It’s anybody’s guess what the legal opinion will be on whether Mayor Shari Decter Hirst has breached conflict of interest legislation with regards to the Strand Theatre Project.
And there has been no shortage of speculation as to when the lawyer’s letter will arrive.
Follow this timeline:
• The Sun breaks the news on May 17 that there was a directive from the clerk’s department to seek clarification as to whether the mayor is in a conflict of interest over her ownership of land across the street from the proposed Strand project, which she supports.
“We wanted some legal advice with respect to whether Her Worship was in fact, as head of council and a board member of Renaissance Brandon, in a conflict of interest position because she did not remove herself from meetings that involved the Strand project,” said deputy city clerk Heather Ewasiuk. “Also, through her role as mayor, what her responsibilities are with pursuant to the Municipal Council Conflicts of Interest Act.”
Brandon city clerk Con Arvisais had previously told the Sun no conflict existed.
Decter Hirst’s husband, Dr. Derry Decter, is the treasurer with the Brandon Folk, Music and Art Society, the group that is behind the Strand Project. The couple also owns property across from the Strand building, specifically 126 10th St., according to Decter Hirst’s filed declaration of assets at Brandon City Hall.
Ewasiuk said on May 17 she didn’t know how long it would take for legal counsel to release its findings to council.
“They appreciate there is some urgency to this, and that this is something that’s hanging over that we’d like to get cleared up one way or the other,” Ewasiuk said. “We are hoping in the next couple of days, but I don’t have any specific timeline.”
Decter Hirst said she wanted this issue to be cleared up as soon as possible and that she would make the lawyer’s findings public.
• On May 18, an overeager local media outlet states the legal opinion could be delivered “as early as this afternoon.” Yeah. That didn’t happen.
•The following Wednesday, May 23, Ewasiuk tells the Sun the legal opinion is not expected before the end of last week.
• On May 25, we’re told the opinion won’t arrive before this past Monday.
• On Monday, city clerk Arvisais said the opinion will take longer to complete, as more research is required.
“There’s no prediction as to when this will be completed,” Arvisais said.
We appreciate the lawyer — or lawyers? — taking time to offer a full and complete opinion on what could be a matter that has some very serious repercussions not only for the mayor, but for how the Renaissance Brandon downtown development agency operates.
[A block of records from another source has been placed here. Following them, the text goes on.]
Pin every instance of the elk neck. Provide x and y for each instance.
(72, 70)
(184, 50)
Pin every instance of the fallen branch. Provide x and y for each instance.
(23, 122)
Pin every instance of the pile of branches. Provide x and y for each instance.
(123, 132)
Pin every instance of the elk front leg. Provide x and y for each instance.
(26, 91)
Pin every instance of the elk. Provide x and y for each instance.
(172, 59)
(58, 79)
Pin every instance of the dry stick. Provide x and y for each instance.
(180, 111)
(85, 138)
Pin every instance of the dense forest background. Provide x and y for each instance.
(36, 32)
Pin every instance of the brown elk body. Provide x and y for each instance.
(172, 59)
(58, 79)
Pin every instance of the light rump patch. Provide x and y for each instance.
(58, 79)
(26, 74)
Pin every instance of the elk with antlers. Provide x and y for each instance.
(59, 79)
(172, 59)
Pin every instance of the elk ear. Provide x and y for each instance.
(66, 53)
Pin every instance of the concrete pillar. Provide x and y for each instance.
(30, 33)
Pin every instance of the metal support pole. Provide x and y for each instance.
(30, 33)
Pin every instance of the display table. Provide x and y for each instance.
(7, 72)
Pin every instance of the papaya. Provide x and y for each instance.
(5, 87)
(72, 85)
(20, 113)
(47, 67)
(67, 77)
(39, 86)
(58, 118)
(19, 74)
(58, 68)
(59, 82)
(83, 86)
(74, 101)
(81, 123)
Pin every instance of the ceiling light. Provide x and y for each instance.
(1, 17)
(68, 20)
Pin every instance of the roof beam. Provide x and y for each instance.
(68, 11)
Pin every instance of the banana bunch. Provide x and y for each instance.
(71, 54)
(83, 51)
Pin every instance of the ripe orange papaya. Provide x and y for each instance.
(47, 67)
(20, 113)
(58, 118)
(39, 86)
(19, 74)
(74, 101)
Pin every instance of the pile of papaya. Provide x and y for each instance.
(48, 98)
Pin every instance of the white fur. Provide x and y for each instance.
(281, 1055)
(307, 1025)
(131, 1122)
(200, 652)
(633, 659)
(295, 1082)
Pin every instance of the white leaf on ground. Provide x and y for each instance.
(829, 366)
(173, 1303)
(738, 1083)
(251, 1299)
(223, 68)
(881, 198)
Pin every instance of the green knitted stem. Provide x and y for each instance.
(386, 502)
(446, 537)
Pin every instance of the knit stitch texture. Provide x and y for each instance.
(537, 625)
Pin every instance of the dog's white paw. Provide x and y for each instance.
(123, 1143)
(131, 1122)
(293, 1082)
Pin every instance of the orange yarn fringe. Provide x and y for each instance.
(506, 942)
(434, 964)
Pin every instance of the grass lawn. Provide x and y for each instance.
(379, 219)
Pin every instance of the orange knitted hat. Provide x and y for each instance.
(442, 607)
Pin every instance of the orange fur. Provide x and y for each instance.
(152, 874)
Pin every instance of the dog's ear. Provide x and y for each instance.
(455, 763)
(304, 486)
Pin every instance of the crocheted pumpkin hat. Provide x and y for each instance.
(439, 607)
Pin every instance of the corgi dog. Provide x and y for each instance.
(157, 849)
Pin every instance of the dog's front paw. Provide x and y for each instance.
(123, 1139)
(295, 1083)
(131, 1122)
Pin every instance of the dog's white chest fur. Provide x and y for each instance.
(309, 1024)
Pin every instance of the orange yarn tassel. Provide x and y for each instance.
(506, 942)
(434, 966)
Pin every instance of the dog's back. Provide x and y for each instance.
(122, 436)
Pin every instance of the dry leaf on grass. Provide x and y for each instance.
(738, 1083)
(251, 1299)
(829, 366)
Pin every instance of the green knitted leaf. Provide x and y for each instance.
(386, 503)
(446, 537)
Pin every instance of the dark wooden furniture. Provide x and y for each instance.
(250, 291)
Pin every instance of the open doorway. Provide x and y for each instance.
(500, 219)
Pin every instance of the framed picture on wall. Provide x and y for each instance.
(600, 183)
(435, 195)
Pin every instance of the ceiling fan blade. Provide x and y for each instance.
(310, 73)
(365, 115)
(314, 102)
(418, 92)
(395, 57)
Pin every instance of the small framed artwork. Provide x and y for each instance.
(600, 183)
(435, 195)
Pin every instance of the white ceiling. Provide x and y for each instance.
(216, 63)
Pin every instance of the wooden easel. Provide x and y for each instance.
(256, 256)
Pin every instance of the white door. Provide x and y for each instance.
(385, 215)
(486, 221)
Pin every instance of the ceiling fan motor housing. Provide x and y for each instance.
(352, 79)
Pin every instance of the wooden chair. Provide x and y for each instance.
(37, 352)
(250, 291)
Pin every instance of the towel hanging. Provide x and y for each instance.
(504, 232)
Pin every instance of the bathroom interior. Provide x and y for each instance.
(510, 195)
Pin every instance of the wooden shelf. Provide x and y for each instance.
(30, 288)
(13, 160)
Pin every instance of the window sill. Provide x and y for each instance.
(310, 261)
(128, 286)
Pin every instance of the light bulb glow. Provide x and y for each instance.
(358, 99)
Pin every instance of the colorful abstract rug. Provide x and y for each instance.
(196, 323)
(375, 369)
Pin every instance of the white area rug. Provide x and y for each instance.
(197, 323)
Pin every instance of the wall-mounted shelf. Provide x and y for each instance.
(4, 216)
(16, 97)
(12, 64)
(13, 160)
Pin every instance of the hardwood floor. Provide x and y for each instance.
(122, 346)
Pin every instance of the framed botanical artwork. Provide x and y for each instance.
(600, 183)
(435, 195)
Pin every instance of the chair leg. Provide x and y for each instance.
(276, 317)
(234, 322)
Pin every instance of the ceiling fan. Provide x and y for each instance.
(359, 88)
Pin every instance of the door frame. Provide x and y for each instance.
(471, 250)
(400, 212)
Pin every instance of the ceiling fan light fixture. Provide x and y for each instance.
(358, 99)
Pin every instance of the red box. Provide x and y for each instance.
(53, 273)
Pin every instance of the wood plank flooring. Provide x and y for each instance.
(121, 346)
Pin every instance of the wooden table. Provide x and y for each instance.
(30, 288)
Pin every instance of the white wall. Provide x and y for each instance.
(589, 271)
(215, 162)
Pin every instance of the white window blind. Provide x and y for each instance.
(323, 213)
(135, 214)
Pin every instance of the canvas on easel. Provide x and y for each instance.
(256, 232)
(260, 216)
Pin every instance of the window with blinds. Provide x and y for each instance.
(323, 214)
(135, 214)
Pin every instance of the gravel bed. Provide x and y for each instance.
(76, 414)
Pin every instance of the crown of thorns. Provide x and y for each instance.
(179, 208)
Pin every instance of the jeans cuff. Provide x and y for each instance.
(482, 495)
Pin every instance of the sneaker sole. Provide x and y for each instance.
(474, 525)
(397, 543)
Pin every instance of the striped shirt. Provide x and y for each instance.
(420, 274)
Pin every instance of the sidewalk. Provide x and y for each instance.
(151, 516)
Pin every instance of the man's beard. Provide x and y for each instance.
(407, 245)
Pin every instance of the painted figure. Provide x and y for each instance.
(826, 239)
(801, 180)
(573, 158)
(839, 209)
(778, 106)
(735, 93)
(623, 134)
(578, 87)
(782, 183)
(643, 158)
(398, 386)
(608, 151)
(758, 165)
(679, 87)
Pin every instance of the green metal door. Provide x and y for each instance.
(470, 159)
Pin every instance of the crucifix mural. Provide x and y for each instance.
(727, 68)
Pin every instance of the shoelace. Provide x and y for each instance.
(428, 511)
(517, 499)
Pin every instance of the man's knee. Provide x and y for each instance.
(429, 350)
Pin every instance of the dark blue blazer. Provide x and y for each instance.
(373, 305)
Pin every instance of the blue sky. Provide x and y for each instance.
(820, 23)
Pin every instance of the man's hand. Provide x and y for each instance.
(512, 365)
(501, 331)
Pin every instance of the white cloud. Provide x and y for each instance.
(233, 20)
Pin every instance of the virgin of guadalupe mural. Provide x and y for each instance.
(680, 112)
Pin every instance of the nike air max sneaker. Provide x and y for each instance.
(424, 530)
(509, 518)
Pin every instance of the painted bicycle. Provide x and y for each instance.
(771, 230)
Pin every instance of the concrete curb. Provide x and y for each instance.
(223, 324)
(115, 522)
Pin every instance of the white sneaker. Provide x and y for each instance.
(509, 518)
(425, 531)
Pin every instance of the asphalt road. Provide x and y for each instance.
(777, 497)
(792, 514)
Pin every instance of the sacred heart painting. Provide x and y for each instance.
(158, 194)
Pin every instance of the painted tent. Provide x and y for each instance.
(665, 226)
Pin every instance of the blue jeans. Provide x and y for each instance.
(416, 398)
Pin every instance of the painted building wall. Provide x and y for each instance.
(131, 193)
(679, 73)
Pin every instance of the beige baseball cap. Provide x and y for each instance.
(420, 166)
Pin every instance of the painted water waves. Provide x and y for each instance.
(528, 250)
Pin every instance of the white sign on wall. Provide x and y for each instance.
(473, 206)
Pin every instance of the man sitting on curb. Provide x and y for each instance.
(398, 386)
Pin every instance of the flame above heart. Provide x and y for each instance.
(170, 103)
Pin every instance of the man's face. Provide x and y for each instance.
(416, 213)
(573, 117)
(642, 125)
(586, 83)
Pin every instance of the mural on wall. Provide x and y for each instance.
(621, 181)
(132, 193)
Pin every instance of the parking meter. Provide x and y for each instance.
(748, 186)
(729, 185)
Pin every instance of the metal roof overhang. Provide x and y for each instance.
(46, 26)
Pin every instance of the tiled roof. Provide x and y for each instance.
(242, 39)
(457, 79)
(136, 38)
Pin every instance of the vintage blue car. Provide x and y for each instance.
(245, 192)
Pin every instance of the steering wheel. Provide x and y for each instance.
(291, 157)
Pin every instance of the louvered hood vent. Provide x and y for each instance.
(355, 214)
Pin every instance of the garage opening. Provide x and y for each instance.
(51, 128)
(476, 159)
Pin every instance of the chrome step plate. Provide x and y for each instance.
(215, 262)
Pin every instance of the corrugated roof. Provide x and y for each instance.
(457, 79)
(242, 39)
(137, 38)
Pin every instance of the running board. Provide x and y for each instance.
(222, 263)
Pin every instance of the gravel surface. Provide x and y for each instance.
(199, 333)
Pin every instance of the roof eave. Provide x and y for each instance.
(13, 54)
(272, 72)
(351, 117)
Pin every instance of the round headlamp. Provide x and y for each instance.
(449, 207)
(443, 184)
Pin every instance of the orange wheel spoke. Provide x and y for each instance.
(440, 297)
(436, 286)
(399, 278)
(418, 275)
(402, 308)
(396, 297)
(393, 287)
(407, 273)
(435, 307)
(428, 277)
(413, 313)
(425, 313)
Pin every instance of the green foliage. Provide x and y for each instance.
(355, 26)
Most of the Renaissance Brandon board members own property downtown — they are correctly there because they have skin in the game, so to speak — and that includes city Coun. Corey Roberts (Rosser).
But even given the high importance of the matter, we really don’t understand how the legal opinion has taken so long — eight business days as of yesterday.
As Ewasiuk said: “... there is some urgency to this.”
It’s getting to the point of becoming cruel and unusual punishment for Decter Hirst, whose reputation and political career is potentially at stake.
We also hear that some initiatives involving downtown are on hold until the opinion is received.
For the record, the city states that seeking clarification tends to come up “once or twice each term,” on various issues involving Brandon’s municipal elected officials.
If Decter Hirst is found to be in conflict of interest, city council could ask the Court of Queen’s Bench to make a ruling on the matter.
The ultimate penalty, if found guilty, would be her being forced from office. There is, indeed, some urgency in receiving the lawyer’s letter.